I thought to myself this is what my mother must have felt when she heard the news that JFK was assassinated, I was just a kid then, but I remember her face when we heard the news….complete and under disbelief that this could ever happen to such an icon of our times.

kesmarn
Admin

BDM, just hafta say it’s great seeing you here! You’ve been much missed! Hope all is well with you and the pups.

BigDogMom
Member
BigDogMom

Hey Kes, thanks, we lost our oldest one this past summer, we all miss him and his sense of calm that he exerted especially when his Mom gets to yell’n at the TV over another Republican asshats lie…been popping in, lurking and keeping up with everyones articles.

kesmarn
Admin

I’m embarrassed to admit that I actually don’t remember where I was or what I was doing 30 years ago today. I remember those details for the Challenger disaster, for 9/11 and other major events, but this one escapes me.

I’m always heartened when younger people “get” and enjoy the Beatles/Lennon music. Although I imagine you appreciate them in a bit different but equally valid way.

I recognize Lennon and McCartney’s remarkable talents, but have always been more drawn to the less appreciated Starr and Harrison. George Harrison in particular, I find a fascinating character…fine guitarist and a genuine seeker before it was fashionable to be one.

It’s funny that so many parents felt the Beatles were the “clean and safe” alternative to the more “dangerous” rockers. Were they really watching and listening? Did they pick up on the anachist undertones? 🙂

choicelady
Member

Hi kes – I’m in the same boat. I think I was home and heard it on the news. I was a huge Beatles fan, but not so much the men as individuals. I thought it was sad, a loss indeed, but I rarely have much emotive outpouring for pop culture icons, like them though I may. I think I’m weird that way. Later that year, however, I was having dinner with some of my parents’ more conventional friends and did wind up discussing the Beatles (mixed reviews among the elders) and why their music was worthwhile. It rather surprised me that I was that supportive since I did not think I really cared that much. What I like about contemporary culture is that even when someone is lost from our presence, their art and contributions carry on through recordings and video.

I wonder how people felt when Mozart died? His written music endured, sure, but not his performances. Hmmm. Never thought about that before. Sure must have made a difference to the small numbers, relatively, who had heard him. But far fewer would have had an inkling who he was than who knew Lennon. Food for thought…

kesmarn
Admin

I’ve often thought about the sort of “eternal life/eternal youth” that recordings and video have given to relatively recent artists, c’lady.
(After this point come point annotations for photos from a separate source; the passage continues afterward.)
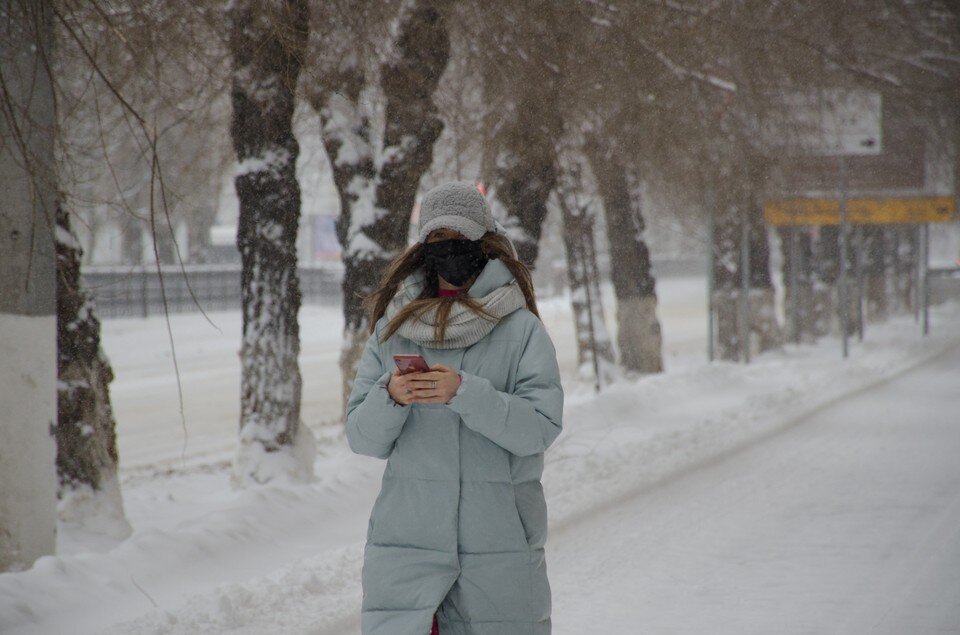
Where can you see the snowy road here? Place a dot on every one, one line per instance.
(848, 522)
(832, 508)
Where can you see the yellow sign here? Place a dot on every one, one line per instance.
(861, 211)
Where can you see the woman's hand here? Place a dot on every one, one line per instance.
(438, 385)
(400, 388)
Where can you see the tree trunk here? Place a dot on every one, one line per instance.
(378, 188)
(86, 431)
(801, 317)
(525, 150)
(638, 329)
(875, 263)
(594, 348)
(903, 253)
(737, 205)
(28, 370)
(131, 242)
(267, 43)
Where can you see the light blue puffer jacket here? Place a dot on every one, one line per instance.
(461, 521)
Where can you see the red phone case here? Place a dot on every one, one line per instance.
(411, 364)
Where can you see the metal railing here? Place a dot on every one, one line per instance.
(136, 291)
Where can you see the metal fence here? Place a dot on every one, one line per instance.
(136, 291)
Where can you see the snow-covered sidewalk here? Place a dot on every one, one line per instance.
(286, 558)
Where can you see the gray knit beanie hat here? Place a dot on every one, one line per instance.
(459, 206)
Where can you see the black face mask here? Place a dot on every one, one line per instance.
(455, 260)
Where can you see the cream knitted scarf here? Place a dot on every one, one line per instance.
(464, 327)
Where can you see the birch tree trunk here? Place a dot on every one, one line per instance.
(903, 253)
(638, 329)
(802, 294)
(594, 347)
(267, 42)
(875, 265)
(378, 186)
(86, 430)
(28, 369)
(737, 205)
(526, 166)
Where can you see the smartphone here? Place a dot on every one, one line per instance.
(411, 364)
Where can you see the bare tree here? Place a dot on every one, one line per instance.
(267, 41)
(27, 285)
(377, 172)
(638, 329)
(594, 347)
(87, 456)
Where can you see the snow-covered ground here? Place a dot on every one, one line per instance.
(791, 495)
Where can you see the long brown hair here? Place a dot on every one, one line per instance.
(494, 246)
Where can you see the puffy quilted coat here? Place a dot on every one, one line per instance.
(460, 521)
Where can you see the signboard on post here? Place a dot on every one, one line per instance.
(861, 211)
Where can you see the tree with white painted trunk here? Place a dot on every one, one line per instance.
(87, 460)
(28, 368)
(594, 348)
(267, 42)
(377, 171)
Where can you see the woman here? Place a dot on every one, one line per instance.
(456, 535)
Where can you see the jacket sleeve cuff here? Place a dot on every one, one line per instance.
(380, 408)
(473, 393)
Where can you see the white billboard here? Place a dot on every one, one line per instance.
(829, 122)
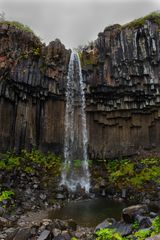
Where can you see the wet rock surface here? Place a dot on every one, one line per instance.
(121, 72)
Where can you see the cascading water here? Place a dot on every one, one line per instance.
(75, 171)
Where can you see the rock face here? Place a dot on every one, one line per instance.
(122, 76)
(121, 72)
(32, 91)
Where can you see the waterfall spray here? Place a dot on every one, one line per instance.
(76, 139)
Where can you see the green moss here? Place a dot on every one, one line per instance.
(18, 25)
(153, 17)
(107, 233)
(135, 174)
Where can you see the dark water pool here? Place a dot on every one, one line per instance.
(89, 212)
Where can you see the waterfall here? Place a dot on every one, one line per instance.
(75, 171)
We’ll always be able to see Buster Keaton’s gorgeous 24 year old’s chiseled features, or Betty Davis’s almost breathtakingly beautiful youth. Even though they turned into typical wrinkly “old people” who would have fit right in at any nursing home in the country, we have access to what they once were at almost any given moment.

James Dean and Marilyn Monroe are frozen in eternally young and vivid celluloid memory.

I often think of this at work. As I look at and talk to the 80 plus year olds, I try hard to see the person who was once someone’s darling and to discover the mind that was once quicker and more creative. (Not that 80 plus year olds are not darling and creative — but in a different way! 🙂 )

John Lennon will never be an old guy. And we’ll always know what he looked and sounded like.

This is something we’ve only been able to play with in the last 100 years or so and it’s really — for me — a pleasure.

bito
Member

Good post HH, but you just pretty much blew my music thread for tomorrow! 😆 😆 😆

choicelady
Member

bito – think of this as a giant drum roll for your music thread!